Oral hypoglycaemic agents
Oral antidiabetic agents are increasingly popular. They are easy to administer and cost effective. Metformin sensitises the action of the insulin and inhibits the production of glucose from the liver. In the Metformin in Gestational Diabetes (MiG) trial, metformin (alone or with supplemental insulin) is not associated with increased perinatal complications as compared with insulin. In this trial the women preferred metformin to insulin treatment.5 Other agents that are second-generation sulphonylureas, like glibenclemide and glyburide, can also be considered as alternatives to metformin.

Postnatal period and long-term management
GDM during pregnancy is a recognised risk factor for future development of type 2 diabetes with the incidence of 20-60% of affected women within five years. Women who had GDM during pregnancy should be offered a fasting blood sugar as per NICE guidelines or OGTT as per ADA during the postpartum period.
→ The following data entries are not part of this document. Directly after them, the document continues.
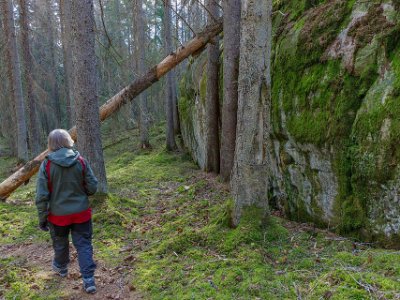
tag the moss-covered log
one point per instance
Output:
(127, 94)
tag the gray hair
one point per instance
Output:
(59, 138)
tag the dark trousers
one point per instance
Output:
(82, 240)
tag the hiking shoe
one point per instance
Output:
(63, 272)
(88, 285)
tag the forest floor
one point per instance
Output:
(163, 233)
Appropriate lifestyle advice should be given to prevent them developing diabetes or GDM in the future. These include weight management, regular exercise and smoking cessation. Women should be tested regularly in the years following GDM to allow early detection of type 2 diabetes.

References
HAPO Study Cooperative Research Group. The Hyperglycemia and Adverse Pregnancy Outcome (HAPO) Study. Int J Gynaecol Obstet 2002;78:69-77.
National Institute for Health and Clinical Excellence (NICE). Diabetes in pregnancy: management of diabetes and its complications from pre-conception to the postnatal period. London: NICE; 2008. Available from: www.nice.org.uk/CG63
Pettitt DJ, Knowler WC. Long-term effects of the intrauterine environment, birth weight, and breastfeeding in Pima Indians. Diabetes Care 1998;21(Suppl 2):B138-41.
Hadar M, Hod M. Establishing consensus criteria for the diagnosis of diabetes in pregnancy following the HAPO study. Ann N Y Acad Sci 2010;1205(1):88-93.
Rowan JA, Hague WM, Gao W, Battin MR, Moore MP; MiG Trial Investigators. Metformin versus insulin for the treatment of gestational diabetes. New Engl J Med 2008;358(19):2003-15.